Il contatto con quell'elemento l'aveva innervosito
maggiormente. Si alzò, uscendo fuori dalla vasca
per avvolgere un asciugamano attorno alla vita e
raggiungere la cucina. Socchiuse gli occhi, sollevando
il polso e guardandolo, gli parve di scorgere i segni rossi
provocati dalle catene. Stava impazzendo per un sogno,
che idiozia. Si fermò dinanzi alla porta della
cucina, di lato, notando la luce intermittente del
frigorifero balenare fioca . C'era qualcun altro? Non
si mosse, attendendo qualche minuto all'ombra. Non
ricevendo alcun segnale dall'altro presente, si limitò
a posare la mano sull'interruttore prima di sobbalzare
improvvisamente. Quando la luce s'accese, si ritrovò
faccia a faccia con l'oggetto di quel suo incubo. "Ranma!

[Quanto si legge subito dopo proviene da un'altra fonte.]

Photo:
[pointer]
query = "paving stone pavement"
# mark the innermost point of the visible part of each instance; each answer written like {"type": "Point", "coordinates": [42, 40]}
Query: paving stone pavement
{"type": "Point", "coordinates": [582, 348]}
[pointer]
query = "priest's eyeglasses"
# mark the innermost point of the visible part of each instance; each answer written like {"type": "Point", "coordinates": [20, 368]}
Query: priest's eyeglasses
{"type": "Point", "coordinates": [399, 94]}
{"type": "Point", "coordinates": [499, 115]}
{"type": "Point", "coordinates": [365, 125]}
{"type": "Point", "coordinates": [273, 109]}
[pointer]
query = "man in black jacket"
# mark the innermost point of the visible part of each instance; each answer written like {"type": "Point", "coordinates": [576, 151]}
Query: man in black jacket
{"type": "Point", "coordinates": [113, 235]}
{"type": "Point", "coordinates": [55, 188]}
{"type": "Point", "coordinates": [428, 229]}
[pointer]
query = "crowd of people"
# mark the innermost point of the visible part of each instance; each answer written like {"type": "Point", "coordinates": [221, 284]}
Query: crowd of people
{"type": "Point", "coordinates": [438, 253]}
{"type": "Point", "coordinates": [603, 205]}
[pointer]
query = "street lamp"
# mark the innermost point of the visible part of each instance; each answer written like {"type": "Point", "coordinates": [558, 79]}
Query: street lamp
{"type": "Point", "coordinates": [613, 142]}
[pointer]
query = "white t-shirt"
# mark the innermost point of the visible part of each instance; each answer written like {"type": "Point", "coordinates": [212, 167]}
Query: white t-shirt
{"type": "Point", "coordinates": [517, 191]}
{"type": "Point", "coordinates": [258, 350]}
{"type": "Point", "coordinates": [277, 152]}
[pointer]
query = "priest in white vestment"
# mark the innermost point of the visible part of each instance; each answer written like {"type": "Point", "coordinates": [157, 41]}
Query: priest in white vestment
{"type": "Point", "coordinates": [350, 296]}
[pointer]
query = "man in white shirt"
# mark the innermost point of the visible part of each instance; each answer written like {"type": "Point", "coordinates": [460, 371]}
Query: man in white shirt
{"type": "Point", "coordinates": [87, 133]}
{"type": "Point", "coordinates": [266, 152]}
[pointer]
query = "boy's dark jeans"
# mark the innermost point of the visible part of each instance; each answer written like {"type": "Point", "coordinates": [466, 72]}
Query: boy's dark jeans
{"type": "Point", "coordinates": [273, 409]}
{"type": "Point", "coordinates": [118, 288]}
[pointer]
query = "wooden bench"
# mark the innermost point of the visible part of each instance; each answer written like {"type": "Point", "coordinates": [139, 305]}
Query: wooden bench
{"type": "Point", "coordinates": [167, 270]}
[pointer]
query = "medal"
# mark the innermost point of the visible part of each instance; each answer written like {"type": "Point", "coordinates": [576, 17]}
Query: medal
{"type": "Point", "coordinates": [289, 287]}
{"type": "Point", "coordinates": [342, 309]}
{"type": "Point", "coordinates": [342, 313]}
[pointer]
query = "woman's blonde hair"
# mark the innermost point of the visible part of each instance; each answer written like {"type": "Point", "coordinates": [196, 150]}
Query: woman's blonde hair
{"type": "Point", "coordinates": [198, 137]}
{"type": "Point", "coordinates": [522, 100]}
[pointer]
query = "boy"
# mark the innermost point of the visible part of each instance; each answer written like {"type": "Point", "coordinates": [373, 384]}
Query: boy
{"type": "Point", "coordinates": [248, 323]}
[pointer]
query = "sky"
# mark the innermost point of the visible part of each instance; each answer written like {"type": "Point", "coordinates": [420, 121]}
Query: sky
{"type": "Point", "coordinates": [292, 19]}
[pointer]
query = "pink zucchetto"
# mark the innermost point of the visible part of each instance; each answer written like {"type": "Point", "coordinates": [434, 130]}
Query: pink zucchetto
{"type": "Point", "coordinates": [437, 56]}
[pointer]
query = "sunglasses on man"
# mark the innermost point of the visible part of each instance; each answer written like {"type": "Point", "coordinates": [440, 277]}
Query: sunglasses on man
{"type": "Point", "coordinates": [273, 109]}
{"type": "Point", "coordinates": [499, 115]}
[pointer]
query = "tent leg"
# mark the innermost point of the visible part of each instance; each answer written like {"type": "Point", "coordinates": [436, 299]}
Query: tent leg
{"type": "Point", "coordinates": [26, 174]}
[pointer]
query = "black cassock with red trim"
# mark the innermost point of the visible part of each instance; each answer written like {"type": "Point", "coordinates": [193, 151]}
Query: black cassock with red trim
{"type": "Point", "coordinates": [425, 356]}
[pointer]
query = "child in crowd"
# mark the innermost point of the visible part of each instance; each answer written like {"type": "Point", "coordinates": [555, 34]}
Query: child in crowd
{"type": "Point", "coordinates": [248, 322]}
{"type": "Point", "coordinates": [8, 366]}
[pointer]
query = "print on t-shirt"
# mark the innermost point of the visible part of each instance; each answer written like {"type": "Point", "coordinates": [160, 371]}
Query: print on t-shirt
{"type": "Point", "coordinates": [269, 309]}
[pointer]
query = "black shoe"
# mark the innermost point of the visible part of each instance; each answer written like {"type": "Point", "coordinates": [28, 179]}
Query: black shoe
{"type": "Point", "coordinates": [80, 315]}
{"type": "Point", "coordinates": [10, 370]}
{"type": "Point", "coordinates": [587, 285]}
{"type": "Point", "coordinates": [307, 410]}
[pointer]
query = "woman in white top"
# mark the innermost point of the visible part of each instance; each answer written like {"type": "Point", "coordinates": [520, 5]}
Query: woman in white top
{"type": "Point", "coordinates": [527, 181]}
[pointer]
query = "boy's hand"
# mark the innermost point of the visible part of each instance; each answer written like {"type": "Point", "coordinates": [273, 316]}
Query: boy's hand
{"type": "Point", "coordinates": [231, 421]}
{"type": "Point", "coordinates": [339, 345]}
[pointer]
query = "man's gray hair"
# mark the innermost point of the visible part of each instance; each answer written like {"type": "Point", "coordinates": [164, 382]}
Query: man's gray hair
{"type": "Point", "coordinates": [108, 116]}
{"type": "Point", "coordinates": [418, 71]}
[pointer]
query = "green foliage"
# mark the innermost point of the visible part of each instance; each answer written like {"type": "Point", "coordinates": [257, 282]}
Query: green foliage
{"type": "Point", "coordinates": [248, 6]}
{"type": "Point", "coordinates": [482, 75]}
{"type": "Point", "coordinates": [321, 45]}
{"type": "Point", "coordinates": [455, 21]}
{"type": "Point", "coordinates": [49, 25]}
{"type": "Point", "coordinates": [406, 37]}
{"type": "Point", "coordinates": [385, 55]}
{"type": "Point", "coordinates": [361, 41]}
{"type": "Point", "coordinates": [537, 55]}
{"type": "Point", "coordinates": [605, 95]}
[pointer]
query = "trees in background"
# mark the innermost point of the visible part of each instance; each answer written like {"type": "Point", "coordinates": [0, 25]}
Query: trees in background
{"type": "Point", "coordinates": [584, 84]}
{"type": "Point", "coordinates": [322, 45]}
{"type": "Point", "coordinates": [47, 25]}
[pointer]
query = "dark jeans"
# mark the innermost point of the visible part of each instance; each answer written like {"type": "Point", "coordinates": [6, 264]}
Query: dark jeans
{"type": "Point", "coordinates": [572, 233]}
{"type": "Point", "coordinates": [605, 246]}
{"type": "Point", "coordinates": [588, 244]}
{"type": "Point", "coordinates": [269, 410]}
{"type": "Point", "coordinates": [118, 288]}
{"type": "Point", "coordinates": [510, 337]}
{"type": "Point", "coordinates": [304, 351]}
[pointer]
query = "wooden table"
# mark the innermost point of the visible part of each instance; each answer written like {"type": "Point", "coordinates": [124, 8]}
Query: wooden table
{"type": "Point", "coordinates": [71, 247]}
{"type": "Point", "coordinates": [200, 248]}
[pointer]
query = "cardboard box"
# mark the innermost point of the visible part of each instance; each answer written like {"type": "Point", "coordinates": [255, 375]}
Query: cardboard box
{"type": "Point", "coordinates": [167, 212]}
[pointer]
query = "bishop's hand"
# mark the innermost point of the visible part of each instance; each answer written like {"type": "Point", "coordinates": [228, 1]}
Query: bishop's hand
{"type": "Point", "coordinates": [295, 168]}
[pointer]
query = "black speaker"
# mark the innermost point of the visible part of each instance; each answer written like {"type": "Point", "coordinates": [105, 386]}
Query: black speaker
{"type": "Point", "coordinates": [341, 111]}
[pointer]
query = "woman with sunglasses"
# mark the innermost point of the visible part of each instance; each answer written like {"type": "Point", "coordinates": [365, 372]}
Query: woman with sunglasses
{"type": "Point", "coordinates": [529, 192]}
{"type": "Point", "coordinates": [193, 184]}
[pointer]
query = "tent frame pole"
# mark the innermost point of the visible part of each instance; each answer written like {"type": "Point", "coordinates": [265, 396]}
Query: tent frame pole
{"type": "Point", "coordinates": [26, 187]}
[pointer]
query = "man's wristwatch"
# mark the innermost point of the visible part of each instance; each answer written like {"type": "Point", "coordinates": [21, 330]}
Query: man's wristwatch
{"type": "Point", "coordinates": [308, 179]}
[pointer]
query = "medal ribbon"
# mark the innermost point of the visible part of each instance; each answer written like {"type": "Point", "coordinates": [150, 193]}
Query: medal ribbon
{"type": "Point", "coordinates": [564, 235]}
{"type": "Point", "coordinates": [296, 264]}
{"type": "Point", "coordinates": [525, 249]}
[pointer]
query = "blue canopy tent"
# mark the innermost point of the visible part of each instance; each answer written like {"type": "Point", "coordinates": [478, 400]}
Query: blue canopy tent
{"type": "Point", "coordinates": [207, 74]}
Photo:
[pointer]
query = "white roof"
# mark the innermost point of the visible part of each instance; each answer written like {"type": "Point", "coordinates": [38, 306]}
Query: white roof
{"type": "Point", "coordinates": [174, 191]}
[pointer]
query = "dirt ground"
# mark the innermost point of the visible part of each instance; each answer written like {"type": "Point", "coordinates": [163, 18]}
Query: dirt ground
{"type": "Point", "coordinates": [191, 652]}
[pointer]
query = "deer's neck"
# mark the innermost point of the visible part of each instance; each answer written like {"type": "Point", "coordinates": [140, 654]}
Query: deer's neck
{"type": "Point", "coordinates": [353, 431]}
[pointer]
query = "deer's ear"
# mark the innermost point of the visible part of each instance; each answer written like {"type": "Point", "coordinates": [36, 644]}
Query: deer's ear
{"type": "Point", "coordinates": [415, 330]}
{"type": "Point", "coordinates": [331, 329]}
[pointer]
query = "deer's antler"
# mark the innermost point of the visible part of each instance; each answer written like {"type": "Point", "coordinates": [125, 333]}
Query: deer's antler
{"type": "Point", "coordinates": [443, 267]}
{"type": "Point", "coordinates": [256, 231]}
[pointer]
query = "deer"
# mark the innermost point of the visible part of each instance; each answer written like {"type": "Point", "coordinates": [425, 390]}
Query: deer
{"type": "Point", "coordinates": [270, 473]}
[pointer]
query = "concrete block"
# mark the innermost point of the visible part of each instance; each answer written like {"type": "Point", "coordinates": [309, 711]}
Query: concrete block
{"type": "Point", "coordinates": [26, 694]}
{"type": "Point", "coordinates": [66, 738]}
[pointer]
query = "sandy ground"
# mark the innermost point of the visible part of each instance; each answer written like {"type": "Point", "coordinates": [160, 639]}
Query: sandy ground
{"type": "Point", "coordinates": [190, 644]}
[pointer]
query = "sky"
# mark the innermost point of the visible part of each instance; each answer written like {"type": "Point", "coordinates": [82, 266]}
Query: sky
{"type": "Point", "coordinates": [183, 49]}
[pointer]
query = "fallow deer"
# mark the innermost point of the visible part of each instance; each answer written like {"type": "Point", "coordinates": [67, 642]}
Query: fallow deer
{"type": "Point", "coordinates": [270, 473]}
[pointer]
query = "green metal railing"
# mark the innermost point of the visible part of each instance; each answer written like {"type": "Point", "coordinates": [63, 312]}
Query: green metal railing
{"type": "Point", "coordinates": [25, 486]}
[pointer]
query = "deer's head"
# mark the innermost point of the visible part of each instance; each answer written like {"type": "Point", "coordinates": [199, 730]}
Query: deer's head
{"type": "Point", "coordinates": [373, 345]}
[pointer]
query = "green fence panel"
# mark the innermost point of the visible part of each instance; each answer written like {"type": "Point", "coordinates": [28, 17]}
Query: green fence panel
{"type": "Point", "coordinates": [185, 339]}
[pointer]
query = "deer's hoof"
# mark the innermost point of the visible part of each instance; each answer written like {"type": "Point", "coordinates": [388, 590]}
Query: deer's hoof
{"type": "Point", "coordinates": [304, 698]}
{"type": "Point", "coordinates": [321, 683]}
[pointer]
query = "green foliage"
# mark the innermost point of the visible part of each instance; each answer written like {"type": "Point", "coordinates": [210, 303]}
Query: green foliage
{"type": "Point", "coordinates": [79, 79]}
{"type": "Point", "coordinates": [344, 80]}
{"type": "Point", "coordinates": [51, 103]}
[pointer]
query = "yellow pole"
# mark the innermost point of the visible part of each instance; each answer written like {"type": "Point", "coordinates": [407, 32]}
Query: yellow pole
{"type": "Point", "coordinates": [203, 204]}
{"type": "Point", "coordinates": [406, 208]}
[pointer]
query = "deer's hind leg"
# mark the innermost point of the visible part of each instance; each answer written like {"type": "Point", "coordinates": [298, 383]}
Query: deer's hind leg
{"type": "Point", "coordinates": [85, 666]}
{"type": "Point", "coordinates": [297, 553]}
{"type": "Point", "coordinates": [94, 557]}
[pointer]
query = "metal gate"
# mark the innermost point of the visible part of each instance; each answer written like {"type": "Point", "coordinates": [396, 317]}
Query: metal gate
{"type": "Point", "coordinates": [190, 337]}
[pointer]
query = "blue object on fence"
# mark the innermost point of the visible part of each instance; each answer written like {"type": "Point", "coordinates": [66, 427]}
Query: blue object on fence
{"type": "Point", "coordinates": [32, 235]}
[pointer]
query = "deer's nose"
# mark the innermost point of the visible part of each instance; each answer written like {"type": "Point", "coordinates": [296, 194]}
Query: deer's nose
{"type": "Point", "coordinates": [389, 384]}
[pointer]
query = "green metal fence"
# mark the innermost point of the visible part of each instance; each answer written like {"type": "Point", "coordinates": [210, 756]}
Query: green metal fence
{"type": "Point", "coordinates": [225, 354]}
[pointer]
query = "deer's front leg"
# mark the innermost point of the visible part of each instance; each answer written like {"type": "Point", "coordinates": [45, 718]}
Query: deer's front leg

Mi hai messo paura, ti sembra il momento di giocare a fare
il fantasma?" lo rimbeccò Akane, mentre
tratteneva in bilico tra indice e pollice una tazza di
latte fumante, che avrebbe rischiato di capitolare e
schiantarsi per terra, se non avesse avuto i
giusti riflessi per afferrarla in tempo. Lui rimase a
fissarla incerto per qualche istante, prima d'accigliarsi
ed ergersi arrogante come al solito sulla minuta figura di
lei. "Senti chi parla, che c'è, hai fatto un
brutto sogno e non riesci a dormire?" la canzonò
con una brutta smorfia sulle labbra, estraendo la lingua
in una boccaccia finale. Parlava lui. Non era di certo
lei la pusillanime in questione. Akane lo guardò
torva, sfoderando in seguito uno dei suoi sorrisetti
derisori "Non è che invece sarà stato il
contrario..." lo sussurrò con tale sarcasmo
da metterlo con le spalle al muro. Bingo! L'unica
cosa che il codinato fu in grado di fare fu un'ennesima
smorfia e nient'altro. Lo sguardo di Akane si spostò
poi verso il basso, disegnando il corpo di Ranma in
tutta la sua interezza. Poco a poco vennero a galla,
evidenti, i primi segni d'imbarazzo da parte di
lei. Ovvio, aveva visto quello stupido mille volte mezzo
nudo, non era di certo questo a stupirla ma ... forse il
fatto che sotto quella luce, coi capelli schiacciati sul
volto e quelle dannate, dannatissime stille d'acqua che
scivolavano giù dai pettorali quasi a farlo apposta
: beh, in quel caso, signori le era concesso eccome
d'arrossire. Lui la fissò interrogativo, come al
solito, la sua proverbiale ottusità valicava le
soglie dell'impossibile. Non solo non capì, ma
fece di meglio. Divaricò leggermente le gambe
spostando i palmi delle mani sui fianchi, in modo da
sporgersi in avanti col resto del corpo a pochi, pochissimi
centimetri da lei. In quel momento, la tazza le scivolò
realmente dalle mani frantumandosi con tanto di schizzi di
latte ovunque. Ranma spiccò un breve salto
indietro, salvandosi per tempo dall'ustionarsi un piede.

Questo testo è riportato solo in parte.